Throughout the nation’s history, Congress has used a variety of tools — legislation, censures (a formal condemnation of an official) and even impeachment — to stop presidents who have acted against established law. But so far into this administration, Republican Congressional leaders have not utilized these tools.

What the consequences of a constitutional crisis could look like

For Chemerinsky, Trump’s threats against the courts signal the president’s belief that he is ultimately above the law.

“The core of the rule of law is that no one, not even the president, is above the law,” he said. But if the president doesn’t have to comply with the Constitution, federal laws and court orders, “then he’s truly above and outside the law,” said Chemerinsky.

“We call a ruler like that a dictator,” he said.

When the framers of the Constitution headed back home from Philadelphia in 1787, many promised the public that the purpose of the document was to prevent one branch of government from reaching unlimited power. Ultimately, the Constitution is a promise from the government to the American people of how it will behave and “envisions a system where our elected officials are also supposed to be acting within the bounds of the law,” UC Law’s Short said.

“When the government works, it often works in ways that are invisible,” she said, providing an example of how Americans expect to receive clean water when they turn on their taps. “That’s occurring because of layers and layers of government regulation, but you never think about it until it doesn’t work.”

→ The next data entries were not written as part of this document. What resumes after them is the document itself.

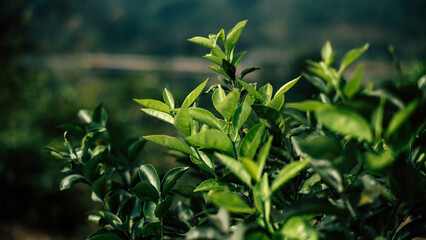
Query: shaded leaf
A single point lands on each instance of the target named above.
(351, 56)
(70, 180)
(287, 173)
(345, 122)
(170, 142)
(171, 178)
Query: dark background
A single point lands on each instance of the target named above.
(57, 57)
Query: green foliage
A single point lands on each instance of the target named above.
(347, 165)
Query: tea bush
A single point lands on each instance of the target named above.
(348, 164)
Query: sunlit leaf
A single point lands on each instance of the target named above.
(308, 105)
(229, 104)
(251, 90)
(233, 36)
(202, 41)
(171, 178)
(144, 191)
(212, 139)
(210, 184)
(327, 53)
(183, 121)
(148, 172)
(194, 95)
(168, 98)
(170, 142)
(353, 85)
(70, 180)
(158, 114)
(346, 122)
(297, 228)
(262, 156)
(286, 87)
(241, 114)
(236, 167)
(153, 104)
(287, 173)
(251, 141)
(401, 117)
(230, 202)
(266, 92)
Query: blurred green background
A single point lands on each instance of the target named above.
(57, 57)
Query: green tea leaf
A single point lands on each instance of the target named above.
(327, 53)
(212, 139)
(236, 167)
(237, 58)
(166, 117)
(286, 87)
(170, 142)
(401, 117)
(229, 69)
(148, 172)
(319, 147)
(251, 141)
(351, 56)
(144, 191)
(218, 97)
(277, 102)
(309, 105)
(353, 85)
(104, 236)
(232, 37)
(183, 121)
(205, 42)
(266, 92)
(250, 166)
(241, 114)
(70, 180)
(262, 156)
(214, 59)
(153, 104)
(205, 117)
(230, 202)
(229, 103)
(345, 122)
(168, 98)
(247, 71)
(287, 173)
(378, 162)
(297, 228)
(171, 178)
(210, 184)
(194, 95)
(252, 90)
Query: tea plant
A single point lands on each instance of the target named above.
(348, 165)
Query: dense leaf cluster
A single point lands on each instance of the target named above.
(349, 164)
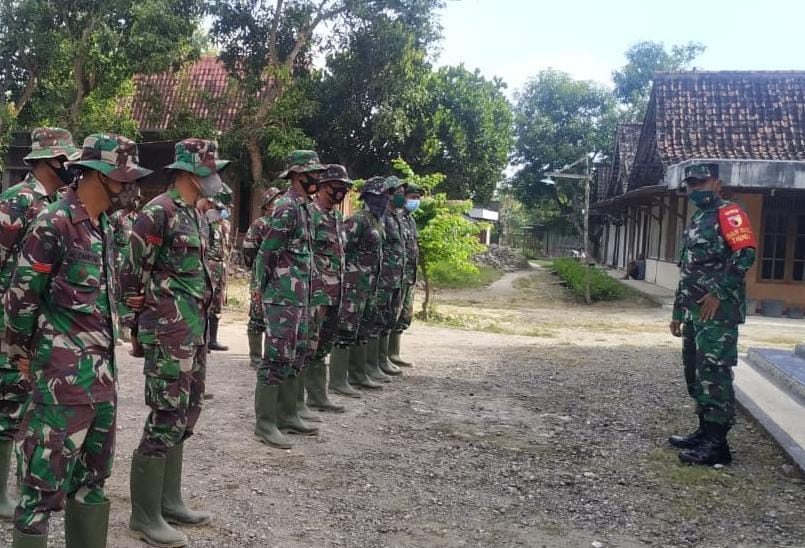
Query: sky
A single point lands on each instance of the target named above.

In its search for government “waste,” the Trump administration has fired thousands of highly trained career officials who had direct roles in ensuring the safety of the public, including inspectors at the Federal Aviation Administration, researchers at the Centers for Disease Control and Prevention and pest control experts at the Department of Agriculture, among many more.

“People love to focus on the way that the government intrudes into their lives in negative ways, but the government supports our ability to exist in a highly developed and privileged society,” Short said. “[When] the agencies supporting all of that get gutted and politicized, I think it’s a huge threat to our everyday standard of living.”